I was having some questions about which way to turn when I got to the headquarters to get there. But then, I saw there was a light shining, and that seemed to be in about the right direction. So, I walked to the light. That light was right over Chalk 102. It's in a war zone. We're on an air base. It's dark everywhere, except where I'm standing. I felt like Bogart in Casablanca. [audience laughter] But along comes a major right at the crack of midnight, grabs my arm, he says, "You're Kerr?" I said, "Yes, sir." And we went to the general's Learjet.

 

There's a lieutenant colonel flying, general's personal pilot. This major is a co-pilot. There's a senior enlisted guy in the back who's a crew chief and occasional steward. And moments later, we're moving towards altitude in the general's plane. I'm leaning back, drinking some of the general's booze. [audience laughter] Now, the surreal is part of the actual fabric of war. You see it everywhere. I was at the end of any ability to generate any disbelief about anything. But this was strange, even for Vietnam, and Maggie's mojo was sensational. 

 

So I got my way to Bangkok. I had enough time for a few hours' sleep to get nice and clean and spiffy, and go to the airport to meet this woman. It was a big green room, hospital green, cement blocks.
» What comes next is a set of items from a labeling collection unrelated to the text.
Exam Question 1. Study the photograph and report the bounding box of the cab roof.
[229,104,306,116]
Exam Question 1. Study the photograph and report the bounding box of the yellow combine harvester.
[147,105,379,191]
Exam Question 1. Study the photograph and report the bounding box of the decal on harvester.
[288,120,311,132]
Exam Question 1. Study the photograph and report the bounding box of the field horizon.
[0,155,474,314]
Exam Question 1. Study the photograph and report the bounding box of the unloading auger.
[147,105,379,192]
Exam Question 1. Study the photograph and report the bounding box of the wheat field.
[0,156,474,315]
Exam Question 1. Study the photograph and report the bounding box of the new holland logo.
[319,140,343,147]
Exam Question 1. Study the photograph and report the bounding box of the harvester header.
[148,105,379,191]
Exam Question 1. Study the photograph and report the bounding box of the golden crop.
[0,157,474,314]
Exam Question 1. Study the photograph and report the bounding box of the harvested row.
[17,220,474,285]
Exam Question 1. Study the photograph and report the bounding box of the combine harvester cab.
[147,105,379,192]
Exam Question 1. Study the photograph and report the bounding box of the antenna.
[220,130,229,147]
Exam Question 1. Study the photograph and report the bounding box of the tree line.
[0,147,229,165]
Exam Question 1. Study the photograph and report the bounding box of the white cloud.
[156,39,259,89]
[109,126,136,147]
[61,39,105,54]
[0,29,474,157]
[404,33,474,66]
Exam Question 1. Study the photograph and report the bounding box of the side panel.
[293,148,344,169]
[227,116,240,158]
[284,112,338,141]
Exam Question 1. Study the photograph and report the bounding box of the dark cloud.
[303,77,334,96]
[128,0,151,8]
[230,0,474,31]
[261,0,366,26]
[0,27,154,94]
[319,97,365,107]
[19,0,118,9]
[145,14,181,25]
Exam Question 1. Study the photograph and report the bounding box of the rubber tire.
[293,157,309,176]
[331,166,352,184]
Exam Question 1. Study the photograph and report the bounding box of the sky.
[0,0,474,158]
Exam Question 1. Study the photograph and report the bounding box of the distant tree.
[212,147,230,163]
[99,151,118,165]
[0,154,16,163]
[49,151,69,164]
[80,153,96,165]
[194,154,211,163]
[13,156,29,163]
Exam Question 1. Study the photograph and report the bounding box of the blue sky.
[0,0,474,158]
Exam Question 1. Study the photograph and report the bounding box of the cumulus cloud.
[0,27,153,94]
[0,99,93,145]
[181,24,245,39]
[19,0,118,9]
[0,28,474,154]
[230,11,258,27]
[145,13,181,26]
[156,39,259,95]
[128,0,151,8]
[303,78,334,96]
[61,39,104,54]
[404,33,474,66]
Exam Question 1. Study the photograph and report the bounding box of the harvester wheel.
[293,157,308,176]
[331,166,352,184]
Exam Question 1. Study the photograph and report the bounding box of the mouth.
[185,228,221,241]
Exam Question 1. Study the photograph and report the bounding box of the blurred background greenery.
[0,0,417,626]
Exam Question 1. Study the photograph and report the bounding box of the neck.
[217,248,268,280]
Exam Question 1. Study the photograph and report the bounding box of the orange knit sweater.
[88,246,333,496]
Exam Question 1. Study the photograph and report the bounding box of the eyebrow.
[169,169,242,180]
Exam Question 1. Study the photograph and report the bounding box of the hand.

It's a palace now, that airport. But then, it was very basic. The gates emptied into the hall from a distance, and all of us waiting to see people were kept behind the lines at some distance off. So, I'm peering very carefully to see her. And for reasons that she's never been able to justify, she's about the last person off the train. [audience laughter] 

 

At any rate, I look for her and I look for her, and finally there she is. She can't see me yet, but I can see her. Her eyes are shining, her face is shining, she's ready for adventure, she's thrilled to be there, she's thrilled about making a new life with me. Well, a year later, I married the woman. [audience cheers and applause] 

 

Not as dumb as I look. [audience laughter] And 46 years later, when I see her, when I go to pick her up at a ferry stop or a train or an airport, I run through a mental catalog of my visions of her. It always stops bang on that picture of her back in Bangkok in 1969. And the face I look for and the face I find is that same 1969 face, dark eyes glistening, face shining, ready for an adventure. Thank you.